Я нуждаюсь в любви, в понимании. В том, что может дать мужчина.
Он почувствовал, что по-черепашьи втягивает голову в плечи. Эта привычка появилась у него после женитьбы на Синтии: он пытался укрыться, уклониться от ее непомерных требований.
— Что ты так съежился? В чем дело?
— Извини.
— Знаешь, я ведь даю Синтии деньги не совсем бескорыстно.
Он напряг всю свою волю, чтобы расслабить плечи, снять напряжение.
— Что ты имеешь в виду?
— Догадайся. — Она снова села, скрестив ноги, и достала из пачки длинную сигарету.
— Понятия не имею. — В голосе его прозвучала паническая нотка.

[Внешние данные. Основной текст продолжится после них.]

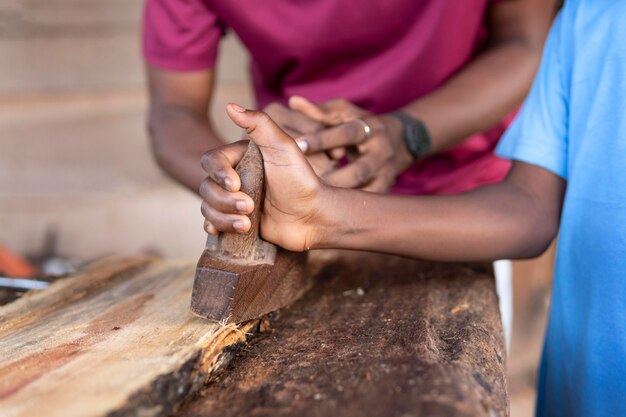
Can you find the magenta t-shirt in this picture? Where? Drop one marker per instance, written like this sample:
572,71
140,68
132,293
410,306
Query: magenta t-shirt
379,54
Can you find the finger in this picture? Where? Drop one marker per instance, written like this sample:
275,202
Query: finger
338,153
210,229
346,134
356,174
225,222
313,111
225,201
219,163
290,120
262,130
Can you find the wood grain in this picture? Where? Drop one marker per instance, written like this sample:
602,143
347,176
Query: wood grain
377,336
116,340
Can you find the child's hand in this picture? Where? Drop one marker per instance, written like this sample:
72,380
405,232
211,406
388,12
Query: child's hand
291,210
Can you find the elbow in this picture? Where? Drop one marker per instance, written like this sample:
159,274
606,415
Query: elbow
544,229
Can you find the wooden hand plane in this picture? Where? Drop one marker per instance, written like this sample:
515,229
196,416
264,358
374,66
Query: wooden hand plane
239,276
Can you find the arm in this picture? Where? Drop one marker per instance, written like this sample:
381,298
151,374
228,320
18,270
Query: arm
476,99
492,85
515,219
181,131
179,127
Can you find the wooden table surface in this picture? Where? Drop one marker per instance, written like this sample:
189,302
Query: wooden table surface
376,336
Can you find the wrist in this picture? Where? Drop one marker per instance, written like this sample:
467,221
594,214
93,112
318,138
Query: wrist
395,131
416,136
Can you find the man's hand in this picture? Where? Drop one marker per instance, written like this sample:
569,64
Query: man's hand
296,124
290,216
376,159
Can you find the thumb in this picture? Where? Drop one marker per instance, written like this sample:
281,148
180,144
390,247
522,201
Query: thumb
261,128
314,111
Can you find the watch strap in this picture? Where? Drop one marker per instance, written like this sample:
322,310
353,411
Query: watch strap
416,135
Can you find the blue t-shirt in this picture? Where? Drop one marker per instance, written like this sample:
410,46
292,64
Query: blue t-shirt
573,123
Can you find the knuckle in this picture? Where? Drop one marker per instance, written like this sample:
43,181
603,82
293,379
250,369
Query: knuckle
273,108
263,117
204,188
363,174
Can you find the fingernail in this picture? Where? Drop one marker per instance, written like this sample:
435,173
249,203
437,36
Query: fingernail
238,108
241,205
228,183
302,144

Что, собственно, случилось? Что могла ему сделать эта пятидесятитрехлетняя женщина, которая молча сидела перед ним, покачивая ногой в разрезе своего длинного черного платья? Он нашарил в кармане рубашки спички, подошел и дал ей прикурить.
— Я подумала — может, это и глупо, но почему бы нам не сойтись снова? Не попробовать еще раз? — сказала она серьезно, без улыбки.

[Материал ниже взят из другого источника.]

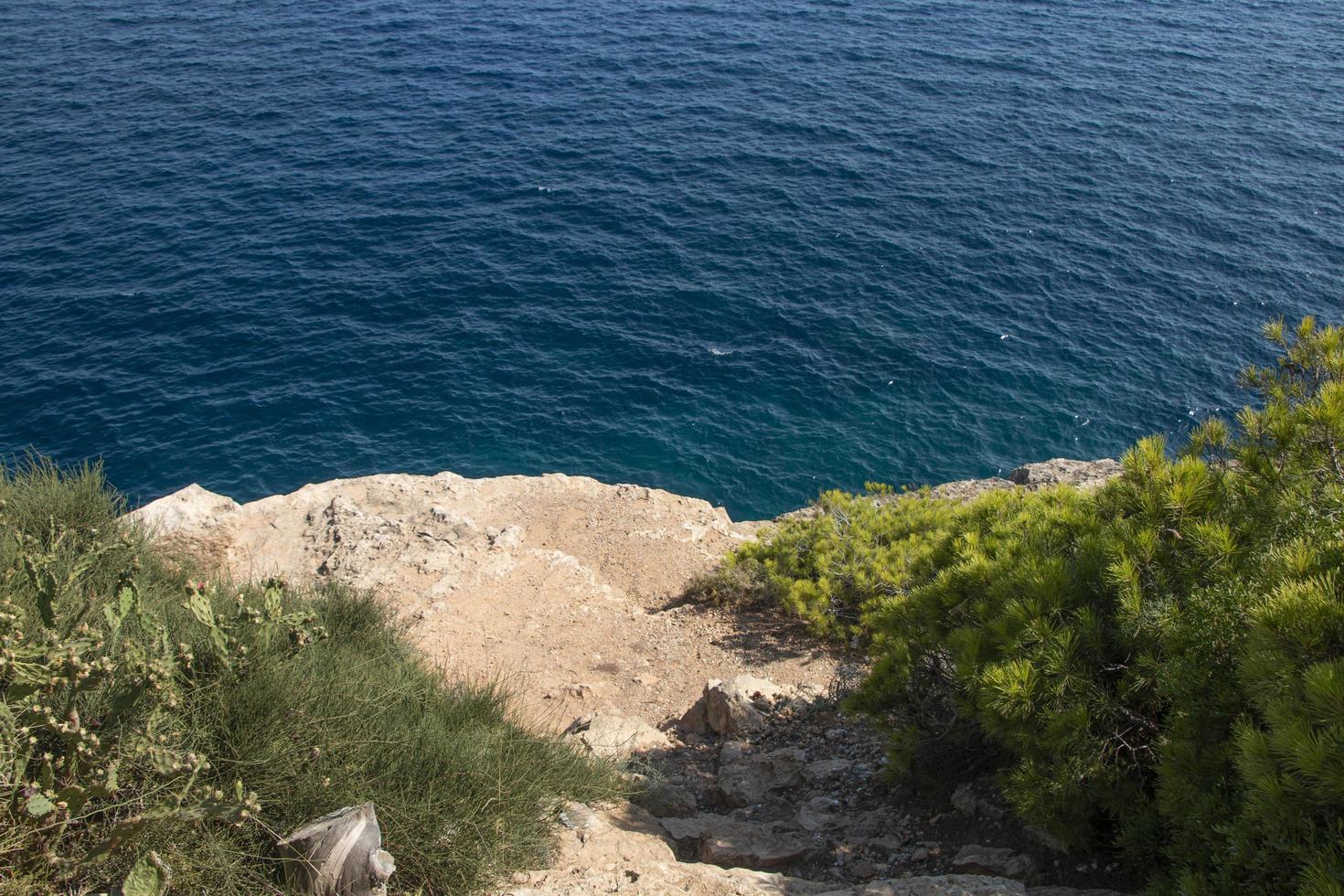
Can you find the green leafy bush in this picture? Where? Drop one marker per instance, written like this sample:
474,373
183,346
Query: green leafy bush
1161,661
154,721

Спотыкаясь, он вернулся к столу допить виски. Патти!.. Патриция… мисс Пфайфер — где-то она сейчас? Если бы она была здесь… Он попытался вызвать в памяти ее лицо. Надо думать о ней, только о ней и ни о чем другом. Наблюдать, как мелькают ее проворные руки, разбирая бумажки, слышать ее мягкий, вибрирующий голос, видеть ослепительную белозубую улыбку. Как еще мало он ее знает! Может, это все только его воображение? Руки слушались его плохо; он с трудом сунул спички в карман.
Мэрион заговорила снова:
— Мы оба имели возможность попытать счастья во втором браке. Мне повезло больше, тебе меньше. Но какая разница? И ты, и я — мы сформировались как личности за первые двадцать семь лет семейной жизни. Мы знаем друг друга как никто.